Ormai è chiaro a tutti che il raggiungimento dell'obiettivo delle 500.000 firme è alla portata dei referendari. E dove il Pd ha ospitato la raccolta, i risultati sono stati notevoli. E gli elettori soddisfatti e partecipi.
I segnali che mi sono giunti nelle ultime ore, dall'Umbria al Piemonte, dalla Puglia all'Emilia, mi dicono di un clima da primarie, in cui i cittadini firmano per molti motivi, dalla riforma elettorale alla necessità di cambiare governo. E alla svelta, anche. Le due cose si tengono e chissà che i cittadini, ancora una volta, non abbiano la vista più lunga degli strateghi e dei politologi.

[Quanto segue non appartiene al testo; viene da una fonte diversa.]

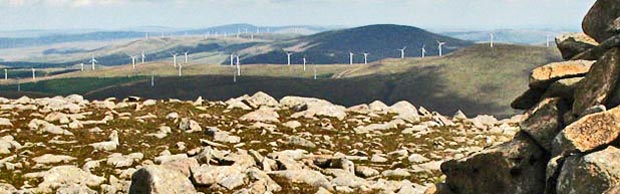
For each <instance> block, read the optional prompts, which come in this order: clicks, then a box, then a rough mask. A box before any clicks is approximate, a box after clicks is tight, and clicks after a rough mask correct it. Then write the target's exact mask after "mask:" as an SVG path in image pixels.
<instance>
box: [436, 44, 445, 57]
mask: <svg viewBox="0 0 620 194" xmlns="http://www.w3.org/2000/svg"><path fill="white" fill-rule="evenodd" d="M445 44H446V42H441V41H437V48H438V49H439V56H440V57H441V56H443V45H445Z"/></svg>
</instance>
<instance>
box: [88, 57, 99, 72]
mask: <svg viewBox="0 0 620 194" xmlns="http://www.w3.org/2000/svg"><path fill="white" fill-rule="evenodd" d="M98 62H99V61H97V59H95V55H93V56H92V58H91V59H90V64H91V68H92V70H93V71H94V70H95V66H96V65H97V63H98Z"/></svg>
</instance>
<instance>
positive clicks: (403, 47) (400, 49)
mask: <svg viewBox="0 0 620 194" xmlns="http://www.w3.org/2000/svg"><path fill="white" fill-rule="evenodd" d="M398 50H400V58H401V59H404V58H405V50H407V47H403V48H402V49H398Z"/></svg>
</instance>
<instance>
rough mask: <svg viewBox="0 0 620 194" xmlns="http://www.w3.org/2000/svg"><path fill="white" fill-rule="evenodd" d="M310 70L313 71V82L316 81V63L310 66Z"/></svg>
mask: <svg viewBox="0 0 620 194" xmlns="http://www.w3.org/2000/svg"><path fill="white" fill-rule="evenodd" d="M312 69H313V70H314V80H316V63H315V64H312Z"/></svg>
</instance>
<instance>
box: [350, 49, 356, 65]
mask: <svg viewBox="0 0 620 194" xmlns="http://www.w3.org/2000/svg"><path fill="white" fill-rule="evenodd" d="M354 55H355V54H353V52H351V51H349V65H353V56H354Z"/></svg>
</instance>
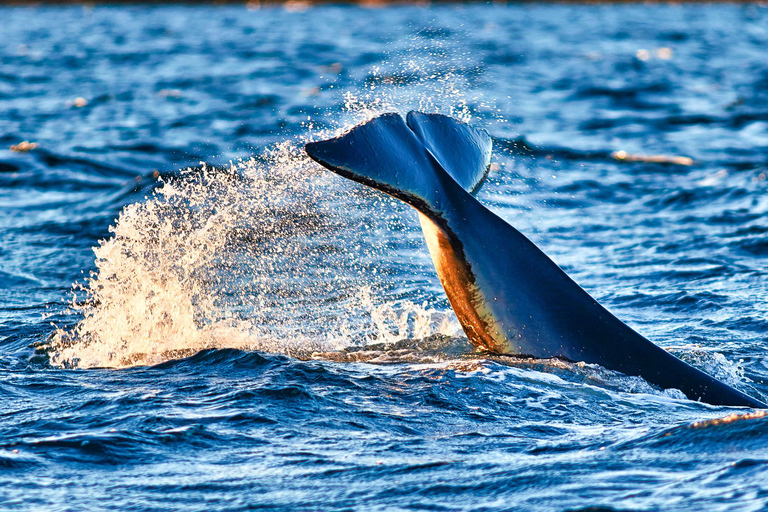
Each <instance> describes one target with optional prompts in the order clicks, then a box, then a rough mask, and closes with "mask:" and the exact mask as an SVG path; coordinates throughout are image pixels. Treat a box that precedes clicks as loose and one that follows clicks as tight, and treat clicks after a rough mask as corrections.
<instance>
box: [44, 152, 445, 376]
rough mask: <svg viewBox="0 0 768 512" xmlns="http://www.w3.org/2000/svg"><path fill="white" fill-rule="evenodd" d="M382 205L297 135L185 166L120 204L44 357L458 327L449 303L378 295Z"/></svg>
mask: <svg viewBox="0 0 768 512" xmlns="http://www.w3.org/2000/svg"><path fill="white" fill-rule="evenodd" d="M350 189H351V190H352V191H353V193H351V194H350ZM391 208H392V207H391V203H390V202H389V201H388V200H386V199H383V198H381V197H380V196H378V195H375V194H372V193H370V192H368V191H366V190H365V189H364V188H362V187H355V186H354V185H351V184H347V183H346V182H345V181H343V180H340V179H338V178H336V177H334V176H333V175H332V174H330V173H327V172H324V171H322V170H320V169H319V168H318V167H317V166H316V165H315V164H313V163H312V162H311V161H310V160H309V159H308V158H307V157H306V156H305V155H304V153H303V151H301V144H299V143H283V144H280V145H277V146H275V147H272V148H270V150H269V151H267V152H266V154H265V155H263V157H261V158H259V159H252V160H249V161H246V162H240V163H237V164H234V165H232V166H230V167H229V168H226V169H217V168H212V167H207V166H202V167H201V168H198V169H187V170H185V171H183V172H181V173H180V174H179V175H178V176H177V177H174V178H172V179H169V180H167V181H166V182H164V183H163V184H162V186H161V187H159V188H158V189H157V191H156V192H155V193H154V194H153V195H152V196H151V197H148V198H147V199H146V200H144V201H142V202H138V203H135V204H132V205H129V206H127V207H126V208H125V209H124V210H123V211H122V212H121V213H120V216H119V218H118V219H117V221H116V223H115V225H114V226H112V227H111V232H112V237H111V238H109V239H107V240H103V241H101V242H100V244H99V246H98V247H96V248H94V252H95V256H96V261H95V270H94V271H93V272H92V273H91V275H90V277H89V278H88V279H86V280H85V281H84V282H83V283H79V284H77V285H76V286H75V293H74V296H73V300H72V304H71V308H72V309H73V310H75V311H76V312H78V313H79V314H80V315H81V317H82V318H81V320H80V321H79V322H78V323H77V325H76V326H75V327H74V328H71V329H58V330H57V331H56V332H55V333H54V335H53V337H52V341H51V343H50V346H49V348H50V354H51V356H50V360H51V362H52V363H53V364H55V365H61V366H67V367H95V366H100V367H122V366H129V365H137V364H141V365H144V364H156V363H160V362H163V361H166V360H168V359H171V358H177V357H183V356H187V355H190V354H193V353H195V352H197V351H199V350H203V349H206V348H239V349H246V350H264V351H271V352H282V353H287V354H290V355H297V356H299V357H303V356H309V355H310V354H311V353H312V352H313V351H318V350H324V351H328V350H337V349H339V348H342V347H346V346H349V345H352V344H360V343H368V342H372V341H373V342H381V341H387V342H389V341H396V340H398V339H402V338H406V337H424V336H428V335H430V334H434V333H435V332H447V333H453V332H455V331H456V330H457V328H458V326H457V324H456V323H455V321H454V320H452V315H451V314H450V312H447V311H437V310H435V309H432V308H428V307H426V306H425V305H418V304H414V303H412V302H409V301H404V300H400V301H397V302H388V301H387V299H386V297H384V296H379V295H377V293H379V290H383V289H384V288H386V282H384V281H385V280H384V278H383V277H382V276H381V275H380V274H378V273H377V272H375V269H376V265H377V262H378V261H380V260H382V259H386V256H387V255H386V251H387V248H386V247H385V243H384V240H386V238H387V237H386V233H383V231H385V230H386V225H385V224H386V220H382V219H381V216H382V212H383V213H384V217H386V216H387V215H389V214H391V212H392V209H391ZM388 211H389V212H390V213H387V212H388ZM377 216H378V217H379V218H378V219H377ZM372 270H373V271H372Z"/></svg>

Spero che, dopo questa ennesima dimostrazione, il Pd si renda conto che, oltre alle proprie proposte e alla linea politica che esce dalla segreteria (quando ci riesce, perché molto spesso la linea non riesce a varcare la soglia del Palazzo), deve essere capace di ospitare il dibattito di tutto il campo progressista. Degli alleati, in primo luogo, e degli altri soggetti politici, istituzionali e non.
Ospitalità è la parola giusta per descrivere la disponibilità, l'apertura di senso, l'umiltà di mettersi a disposizione dei propri elettori e dei tanti che si muovono nel Paese dell'immobilità.
Se il Pd ospita è capace anche di rappresentare, se il Pd include è pronto alla sfida del governo che passa attraverso la capacità di rappresentare. Perché la relazione politica è fondamentale, in questo difficile passaggio della politica italiana, perché la rappresentanza passa attraverso il recupero della fiducia dei cittadini, perché la partecipazione va accompagnata dalla politica istituzionale, senza snobismi e senza pregiudizi di sorta.
Gli ospiti si rispettano, si raccontano e assumono l'impegno della reciprocità. Chi ospita accoglie il viandante (che oggi sarebbe il movimentista), senza sequestrarlo e forzarlo a rimanere, ma offrendogli le proprie specialità. Il viandante, da parte sua, conserverà il ricordo di quella visita. E potrà anche farvi ritorno, un giorno, quando ne sentirà il bisogno.
Un consiglio spassionato al Palazzo, dunque: chi lo occupa lasci la porta socchiusa o, quantomeno, risponda al citofono.